食事を食事とは認めませんから。ご両親、そして私の沽券にも関わりますので、もう少し栄養バランスに気を遣って下さい」


 ロードバイクから降りて四季に並ぶ。


 四季が家に来た初日に普段の食生活を聞かれたのだが、その日以降、俺の食事は全て四季に管理される事となった。昼ごはんも俺の好き嫌いを考慮せず、栄養バランスを考慮した弁当を渡されている。


「じゃあカレーかハンバーグか焼肉」

「子供舌ですね。かしこまりました、そのように致しましょう」


 すると四季はスマートデバイスを取り出し、慣れた手つきで画面をタップする。


「注文完了です」

「四季さぁ」


 それはメイドとしてどうなんだい?


「ふふ、冗談です。もうカレーの下準備は出来ております。今のは湯沸かしの遠隔操作でございます。夕飯の前にお風呂で温まって下さいませ」


 まるで出来るメイドみたいだ。


「それより四季いつまで家いるの? もう4thシーズン始まったんだけど」


 貴崎ウィリアムに俺を4thシーズンの舞台に連れてこい、と言われたらしいが彼女からエデンズに関してはこれといったサポートを受けた覚えは無い。

 ほんと何しに来たんだこのメイド。というか何で家に住み着いたんだ。親もなぜ普通に受け入れているんだ。純日本人と言い難い見た目だしホームステイか何かなのか。

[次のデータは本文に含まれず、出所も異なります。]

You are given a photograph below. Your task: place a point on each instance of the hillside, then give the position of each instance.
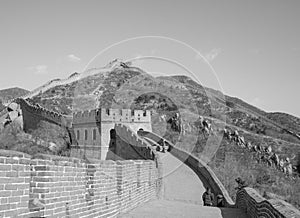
(121, 86)
(11, 93)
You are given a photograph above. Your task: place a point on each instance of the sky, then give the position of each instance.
(253, 46)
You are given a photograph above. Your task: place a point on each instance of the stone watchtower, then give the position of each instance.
(92, 128)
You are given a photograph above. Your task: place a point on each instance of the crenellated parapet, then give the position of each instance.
(43, 113)
(112, 116)
(255, 205)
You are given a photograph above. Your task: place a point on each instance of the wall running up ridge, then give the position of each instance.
(52, 186)
(248, 199)
(32, 115)
(203, 171)
(256, 206)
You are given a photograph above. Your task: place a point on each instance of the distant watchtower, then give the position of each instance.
(92, 128)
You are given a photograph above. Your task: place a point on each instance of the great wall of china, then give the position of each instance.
(53, 186)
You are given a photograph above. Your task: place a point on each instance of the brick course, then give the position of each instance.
(52, 186)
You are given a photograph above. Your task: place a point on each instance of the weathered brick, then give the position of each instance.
(5, 167)
(3, 200)
(14, 199)
(12, 161)
(11, 174)
(4, 207)
(10, 187)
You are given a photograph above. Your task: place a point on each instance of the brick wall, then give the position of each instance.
(128, 145)
(203, 171)
(256, 206)
(52, 186)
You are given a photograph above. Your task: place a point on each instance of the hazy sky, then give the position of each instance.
(253, 45)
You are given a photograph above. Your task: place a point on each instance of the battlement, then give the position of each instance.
(42, 112)
(112, 116)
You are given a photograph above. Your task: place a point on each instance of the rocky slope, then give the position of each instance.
(11, 93)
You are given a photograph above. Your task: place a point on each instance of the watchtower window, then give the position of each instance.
(85, 134)
(94, 134)
(78, 135)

 四季が居ると家が賑やかで楽しいのは確かだけど……。


「メイドがいては不都合ですか?」

「家の中でメイド服が歩いているの見ると。あれ、これ夢かなと思う」


 現在の四季は押し入れ、ではなく母親の趣味部屋で暮らしている。

 母は俺が小学四年生の時に職場復帰して以来ワーカーホリック気味で殆ど家におらず。そんな母の趣味部屋はここ数年誰も使っていなかったのだが、母の許可のもと四季が使う事になったらしい。そしてその趣味部屋は俺の部屋の隣なのでメイドがいると思うと妙に落ち着かなかったりする。


「そこは慣れて頂きませんと」


 四季はそう言いながら俺にスマートデバイスを渡すと数メートル先の翼を模したモニュメントに近づき――そんな彼女を写真に撮る。

 翼の生えたように見えるメイドは大変美しかった。


「クレハさまにおかれましては、この先私のような可憐で優秀なメイドと同じ屋根の下で過ごす機会など早々無いのですから疑問を持たず堪能する事をお勧めしますよ?」


 撮影を終え二人揃って再び歩き出す。


「それは、そうだけど。」


 納得せざるを得ない完璧な回答。確かに一般人の俺がメイドを雇うなんて事はこの先もないだろうし、今の不思議な環境を満喫するのが正しいのかもしれない。


「まあ、そのメイド服のデザイン。エデンズの参考になるかもだしな……」


 四季はキョトンとした表情を浮かべると、クスリと笑った。


「中身は必要ありませんか?」


 意外な言葉に思考が止まる。

 いたいけな男子には難しい質問。笑って誤魔化そう。はは。


「誤魔化されませんよ。ああ、私ショックです。クレハさまと私。この一週間でとても仲良しになったと思っていたのに」

「仲良しって。話はよくするけど」


 メイド服愛好家だからなのか、四季とは意外なほど話は合う。

 とはいえ正直なところ、メイド服を着ていない四季に関しては知らない事が多すぎる。知っている事と言えば貴崎ウィリアムの元から来たという事、写真に撮られるのが好きという事(自撮りも含む)、メイド服愛好家だという事、勉強が出来て礼儀作法にうるさく料理が上手という事くらい。

 どこかとぼけたこのメイドは自分自身の事を語らない。


「まったく。もう少しメイドに感謝の言葉をかけるべきですよ」


 俺が押していたロードバイクを奪うと四季はメイド服を翻し器用にサドルに跨った。


「ああ、それと。今のうちに言っておきますが。しばらくクレハさまを観察した結果の提案なのですが。もしどうしても、これから人手が足りない事、例えばチームプレイの相方がいないという事がありましたら」


 ポーカーフェイス気味の四季の顔に僅かに赤みがさしている。


「私がお手伝いしてさしあげますよ?」


 ツーと軽快に車輪を回し四季は走り去っていった。